Atualizado em 17 Fevereiro, 2021

E se um dos expoentes da literatura angolana – Pepetela – nos guiasse na sua capital? Hoje juntamos duas paixões: livros e viagens

Apanhamos boleia de Pepetela**, e da sua fina ironia, para revisitar Luanda, já não uma “vilazinha perdida numa baía” (A Sul o Sombreiro, 2011), mas uma grande metrópole com mais de dois milhões de habitantes e trânsito caótico.

Fintamos os candongueiros, os táxis colectivos azuis e brancos, e as “centenas de jovens a venderem as mais disparatadas coisas no meio das ruas aos automobilistas” (Se o Passado não tivesse asas, 2016), até chegarmos à Praça de Kinaxixi, cenário de O Desejo de Kianda (1995).

Em tempos, houve aqui uma lagoa, casa de Kianda rainha das sereias e espírito das águas, que acabaria soterrada por causa da construção ininterrupta da capital. Mas ela venceu a luta, fazendo ruir os edifícios: “Kianda se sentia abafar, com todo aquele peso em cima, não conseguia nadar, e finalmente se revoltou. E cantou, até que os prédios caíssem todos, um a um, devagarinho “. O narrador descreve ironicamente a singularidade desse fenómeno “nacional”, que nenhum técnico ou cientista consegue explicar.

© www.verangola.net

Realidade: um grande edifício inacabado dos anos 70 seria ocupado durante a guerra civil, tornando-se num musseque de 17 andares, sem água, luz, saneamento básico ou varandas. O prédio da lagoa de Kinaxixi foi demolido há poucos anos e hoje constrói-se ali um grande centro comercial. Será que Kianda se vai revoltar novamente?

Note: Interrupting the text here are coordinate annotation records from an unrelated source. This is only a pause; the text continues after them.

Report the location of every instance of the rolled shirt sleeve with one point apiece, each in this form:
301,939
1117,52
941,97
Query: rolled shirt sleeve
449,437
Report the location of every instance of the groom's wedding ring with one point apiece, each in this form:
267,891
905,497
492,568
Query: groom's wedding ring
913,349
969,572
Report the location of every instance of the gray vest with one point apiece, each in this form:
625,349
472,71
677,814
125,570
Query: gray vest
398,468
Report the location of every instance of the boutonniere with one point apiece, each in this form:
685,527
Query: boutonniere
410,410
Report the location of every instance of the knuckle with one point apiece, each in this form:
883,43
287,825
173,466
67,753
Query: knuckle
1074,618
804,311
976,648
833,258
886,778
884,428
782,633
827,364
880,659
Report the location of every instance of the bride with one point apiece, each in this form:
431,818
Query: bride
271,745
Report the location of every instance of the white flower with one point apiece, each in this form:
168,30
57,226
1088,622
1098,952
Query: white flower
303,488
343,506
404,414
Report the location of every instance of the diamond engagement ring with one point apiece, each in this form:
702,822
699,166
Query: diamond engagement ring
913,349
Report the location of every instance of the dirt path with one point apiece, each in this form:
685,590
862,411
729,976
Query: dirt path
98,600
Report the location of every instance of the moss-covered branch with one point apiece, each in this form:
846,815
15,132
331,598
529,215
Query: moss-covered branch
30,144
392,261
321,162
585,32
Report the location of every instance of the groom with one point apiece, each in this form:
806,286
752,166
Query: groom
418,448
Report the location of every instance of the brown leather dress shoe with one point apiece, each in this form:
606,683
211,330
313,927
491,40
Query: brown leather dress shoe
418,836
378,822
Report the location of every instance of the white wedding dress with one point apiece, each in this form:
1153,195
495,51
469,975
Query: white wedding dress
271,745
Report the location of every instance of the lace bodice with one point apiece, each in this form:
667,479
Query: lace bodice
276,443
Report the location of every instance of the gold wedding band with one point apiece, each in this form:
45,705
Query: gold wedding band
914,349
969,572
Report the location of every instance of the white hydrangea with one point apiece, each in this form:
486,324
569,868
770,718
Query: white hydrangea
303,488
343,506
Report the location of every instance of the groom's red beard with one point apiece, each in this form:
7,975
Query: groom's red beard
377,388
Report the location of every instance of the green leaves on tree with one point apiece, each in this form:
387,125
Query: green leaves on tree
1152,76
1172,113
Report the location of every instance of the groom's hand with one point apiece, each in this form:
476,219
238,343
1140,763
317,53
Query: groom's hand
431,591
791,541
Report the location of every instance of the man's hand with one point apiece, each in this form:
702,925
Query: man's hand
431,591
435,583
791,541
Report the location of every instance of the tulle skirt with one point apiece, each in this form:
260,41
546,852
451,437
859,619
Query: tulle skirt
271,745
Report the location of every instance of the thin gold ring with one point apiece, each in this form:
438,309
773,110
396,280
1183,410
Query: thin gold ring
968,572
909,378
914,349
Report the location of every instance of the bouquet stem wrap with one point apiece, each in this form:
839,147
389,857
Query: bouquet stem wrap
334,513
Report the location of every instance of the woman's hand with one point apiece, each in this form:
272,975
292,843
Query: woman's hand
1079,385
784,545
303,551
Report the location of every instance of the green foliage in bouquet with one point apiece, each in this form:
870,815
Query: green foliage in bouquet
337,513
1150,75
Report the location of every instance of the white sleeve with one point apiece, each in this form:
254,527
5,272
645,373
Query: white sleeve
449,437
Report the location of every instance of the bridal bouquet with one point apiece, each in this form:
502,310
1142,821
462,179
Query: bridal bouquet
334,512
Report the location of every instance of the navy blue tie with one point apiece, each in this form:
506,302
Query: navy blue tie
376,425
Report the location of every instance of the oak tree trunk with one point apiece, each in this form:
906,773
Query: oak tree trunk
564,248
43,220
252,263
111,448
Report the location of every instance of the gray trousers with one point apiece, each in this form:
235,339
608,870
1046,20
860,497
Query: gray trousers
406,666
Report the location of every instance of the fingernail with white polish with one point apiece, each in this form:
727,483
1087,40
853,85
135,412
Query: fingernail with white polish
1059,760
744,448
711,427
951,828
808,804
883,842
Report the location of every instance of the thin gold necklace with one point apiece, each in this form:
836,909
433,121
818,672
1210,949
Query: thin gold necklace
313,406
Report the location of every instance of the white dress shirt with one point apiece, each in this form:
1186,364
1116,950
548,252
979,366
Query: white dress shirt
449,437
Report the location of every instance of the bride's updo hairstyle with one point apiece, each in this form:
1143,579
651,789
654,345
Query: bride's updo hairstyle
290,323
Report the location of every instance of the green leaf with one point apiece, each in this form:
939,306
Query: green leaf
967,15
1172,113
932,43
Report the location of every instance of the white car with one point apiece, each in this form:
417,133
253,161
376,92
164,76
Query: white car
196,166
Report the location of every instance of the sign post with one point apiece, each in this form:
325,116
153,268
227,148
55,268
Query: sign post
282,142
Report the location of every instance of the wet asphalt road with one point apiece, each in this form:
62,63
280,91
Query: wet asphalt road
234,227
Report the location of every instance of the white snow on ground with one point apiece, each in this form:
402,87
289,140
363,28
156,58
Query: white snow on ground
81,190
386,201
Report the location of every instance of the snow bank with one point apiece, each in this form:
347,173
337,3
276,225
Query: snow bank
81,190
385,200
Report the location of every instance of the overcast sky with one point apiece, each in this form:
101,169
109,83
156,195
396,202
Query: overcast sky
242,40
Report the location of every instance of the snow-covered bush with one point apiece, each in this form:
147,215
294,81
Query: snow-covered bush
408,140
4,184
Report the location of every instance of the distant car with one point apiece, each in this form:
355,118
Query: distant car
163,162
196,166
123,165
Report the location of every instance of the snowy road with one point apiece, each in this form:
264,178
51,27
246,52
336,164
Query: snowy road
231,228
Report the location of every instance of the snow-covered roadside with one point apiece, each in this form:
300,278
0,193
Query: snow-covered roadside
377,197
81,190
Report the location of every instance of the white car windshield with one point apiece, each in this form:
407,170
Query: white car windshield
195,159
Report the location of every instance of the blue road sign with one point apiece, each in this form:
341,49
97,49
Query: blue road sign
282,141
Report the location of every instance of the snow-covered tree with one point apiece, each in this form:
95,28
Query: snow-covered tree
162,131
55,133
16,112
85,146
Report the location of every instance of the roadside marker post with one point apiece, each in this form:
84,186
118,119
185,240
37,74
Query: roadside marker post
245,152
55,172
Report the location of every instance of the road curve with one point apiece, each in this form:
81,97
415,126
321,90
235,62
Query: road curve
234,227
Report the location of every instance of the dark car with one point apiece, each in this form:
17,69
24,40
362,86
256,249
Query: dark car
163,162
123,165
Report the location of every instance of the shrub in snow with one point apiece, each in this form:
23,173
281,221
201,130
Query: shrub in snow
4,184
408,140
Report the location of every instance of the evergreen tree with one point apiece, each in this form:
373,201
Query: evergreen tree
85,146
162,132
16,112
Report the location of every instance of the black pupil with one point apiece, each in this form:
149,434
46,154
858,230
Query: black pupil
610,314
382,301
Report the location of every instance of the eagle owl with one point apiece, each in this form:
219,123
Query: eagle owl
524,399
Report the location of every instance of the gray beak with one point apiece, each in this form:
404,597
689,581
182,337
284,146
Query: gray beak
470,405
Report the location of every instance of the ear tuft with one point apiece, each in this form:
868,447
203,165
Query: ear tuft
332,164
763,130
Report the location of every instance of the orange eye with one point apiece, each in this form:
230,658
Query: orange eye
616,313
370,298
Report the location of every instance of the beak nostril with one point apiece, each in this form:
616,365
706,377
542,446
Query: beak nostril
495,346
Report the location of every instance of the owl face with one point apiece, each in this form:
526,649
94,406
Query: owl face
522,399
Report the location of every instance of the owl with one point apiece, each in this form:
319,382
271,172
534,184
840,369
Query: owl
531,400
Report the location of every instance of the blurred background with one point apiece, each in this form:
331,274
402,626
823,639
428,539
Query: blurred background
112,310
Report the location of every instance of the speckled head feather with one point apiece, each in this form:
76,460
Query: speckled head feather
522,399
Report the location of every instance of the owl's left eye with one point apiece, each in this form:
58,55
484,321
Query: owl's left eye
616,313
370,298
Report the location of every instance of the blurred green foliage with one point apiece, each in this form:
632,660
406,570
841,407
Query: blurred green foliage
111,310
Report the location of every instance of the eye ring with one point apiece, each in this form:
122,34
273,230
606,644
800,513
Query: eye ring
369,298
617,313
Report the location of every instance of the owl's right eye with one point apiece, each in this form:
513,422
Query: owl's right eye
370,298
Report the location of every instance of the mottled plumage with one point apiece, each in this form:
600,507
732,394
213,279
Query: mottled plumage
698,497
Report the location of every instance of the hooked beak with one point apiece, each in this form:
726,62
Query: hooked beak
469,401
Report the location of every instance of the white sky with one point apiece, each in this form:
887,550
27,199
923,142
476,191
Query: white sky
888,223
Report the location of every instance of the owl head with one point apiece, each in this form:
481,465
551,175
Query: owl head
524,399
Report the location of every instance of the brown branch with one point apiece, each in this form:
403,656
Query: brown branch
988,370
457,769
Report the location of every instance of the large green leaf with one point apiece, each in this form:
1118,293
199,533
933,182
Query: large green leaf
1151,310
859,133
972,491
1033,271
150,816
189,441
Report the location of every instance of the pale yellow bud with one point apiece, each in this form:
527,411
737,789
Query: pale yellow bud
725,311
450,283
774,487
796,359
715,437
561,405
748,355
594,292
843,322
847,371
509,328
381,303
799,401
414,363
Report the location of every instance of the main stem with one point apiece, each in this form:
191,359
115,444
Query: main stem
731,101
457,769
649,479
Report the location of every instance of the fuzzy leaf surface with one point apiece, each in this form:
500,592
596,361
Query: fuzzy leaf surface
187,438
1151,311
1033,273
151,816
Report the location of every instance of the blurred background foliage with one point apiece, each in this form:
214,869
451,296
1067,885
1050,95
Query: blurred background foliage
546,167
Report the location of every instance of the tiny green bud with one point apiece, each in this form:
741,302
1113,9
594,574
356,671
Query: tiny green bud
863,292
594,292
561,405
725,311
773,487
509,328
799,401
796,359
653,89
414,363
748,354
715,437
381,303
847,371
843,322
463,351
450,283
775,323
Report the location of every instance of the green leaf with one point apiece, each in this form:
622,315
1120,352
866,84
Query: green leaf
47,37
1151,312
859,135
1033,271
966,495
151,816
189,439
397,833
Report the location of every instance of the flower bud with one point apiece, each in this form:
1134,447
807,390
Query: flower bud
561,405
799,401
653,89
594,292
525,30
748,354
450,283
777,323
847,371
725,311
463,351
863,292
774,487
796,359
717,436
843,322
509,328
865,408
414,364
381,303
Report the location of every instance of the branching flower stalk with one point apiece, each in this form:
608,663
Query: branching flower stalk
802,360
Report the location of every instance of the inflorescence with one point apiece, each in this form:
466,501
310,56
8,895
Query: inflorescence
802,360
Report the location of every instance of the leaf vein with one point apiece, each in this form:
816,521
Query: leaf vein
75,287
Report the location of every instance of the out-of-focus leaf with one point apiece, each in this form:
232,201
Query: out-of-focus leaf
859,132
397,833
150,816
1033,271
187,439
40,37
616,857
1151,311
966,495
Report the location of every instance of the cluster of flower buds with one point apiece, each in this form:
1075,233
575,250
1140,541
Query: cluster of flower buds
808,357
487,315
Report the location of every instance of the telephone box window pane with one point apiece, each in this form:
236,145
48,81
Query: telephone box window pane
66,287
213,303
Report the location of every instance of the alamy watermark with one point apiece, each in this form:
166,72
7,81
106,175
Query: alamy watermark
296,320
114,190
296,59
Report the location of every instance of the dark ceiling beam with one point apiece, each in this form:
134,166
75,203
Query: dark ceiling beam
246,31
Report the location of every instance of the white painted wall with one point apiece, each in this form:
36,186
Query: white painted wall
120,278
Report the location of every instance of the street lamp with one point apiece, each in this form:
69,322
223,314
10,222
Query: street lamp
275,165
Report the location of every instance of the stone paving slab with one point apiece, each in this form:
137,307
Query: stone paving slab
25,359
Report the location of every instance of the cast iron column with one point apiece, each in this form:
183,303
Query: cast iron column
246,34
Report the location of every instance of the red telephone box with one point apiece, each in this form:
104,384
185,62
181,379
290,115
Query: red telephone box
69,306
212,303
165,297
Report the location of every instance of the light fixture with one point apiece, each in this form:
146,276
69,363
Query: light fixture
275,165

Rumamos agora à cidade alta, passando por um dos templos mais bonitos da cidade, a Igreja de Jesus (século XVII), herança dos jesuítas, rumo ao morro da fortaleza.

“Naquele tempo do seu nascimento, só havia um muro mal rebocado a imitar um fortim com dois baluartes no alto do morro de S. Paulo sobre o mar, a ilha à frente; uma capela lá dentro, dedicada a S. Sebastião, e várias cubatas. A esse fortim despretensioso chamavam fortaleza de S. Miguel” (A Sul o Sombreiro, 2011).

Hoje, o forte acolhe o Museu da História Militar recordando um passado de luta simbolizado pela bandeira nacional gigante. A bandeira-monumento com 18 por 12 metros foi inaugurada na mesma data que o museu, a 4 de Abril, dia da paz e da reconciliação nacional.

Dali, temos uma linda vista sobre a baía de Luanda e também sobre a marginal, como chamam à Avenida 4 de Fevereiro omnipresente na obra de Pepetela.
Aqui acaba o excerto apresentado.